The cases were mediated by trained mediators drawn from the communities serviced by
each site. In addition to being trained on mediation skills and restorative justice, they also
received training and awareness-raising on domestic violence.
The VOC process followed a simple procedure. Once the case was referred to the VOC site
by the court or other referral agency, the mediators would meet separately with both victim
and offender to establish willingness to participate and to prepare for the conference. They
also met with any support people identified by the parties. If the case was accepted, the trial
would be postponed to allow for mediation to occur. Mediation would be arranged at a later
date (although some occurred on the same day as the referral). The mediator would
facilitate a process of story-telling, and discussion of the issues, and facilitate them arriving
at an agreement that would be based on their discussion and the issues raised. The parties
would both sign the agreement, and this, together with a brief report to the mediator would
be handed into court. If the magistrate was satisfied with the arrangements, and if the
victim had agreed, the case would be postponed to allow for the completion of the terms of
the agreement, or would be immediately withdrawn.

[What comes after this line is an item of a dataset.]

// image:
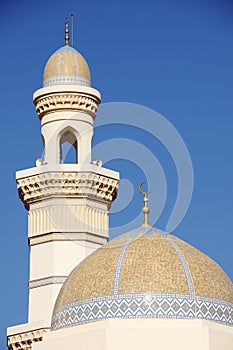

A short-term follow-up occurred shortly after the mediation was completed to determine the
extent of compliance with agreements as well as satisfaction on the part of victims and
offenders. Participants to this process indicated a high level of satisfaction and compliance
(Dissel, 2003). However, this process was not an in-depth one, nor did it probe specific
types of cases, perceptions of the mediation, or long term impact of the mediation.
This research paper is concerned with determining the impact of mediation in domestic
violence cases,4 particularly from the viewpoint of the female victim. We were interested in
determining the extent to which the women’s needs had sufficiently been taken into
account, both during the mediation and afterwards, as well as looking at how the mediation
itself was handled. We contacted 21 women who had completed the mediation. In all cases
the offender was a male partner, except in one case where the offender was a woman – in a
same-sex relationship. A 45 minute telephonic interview was held with the women between
6 months and 18 months after the completion of the process.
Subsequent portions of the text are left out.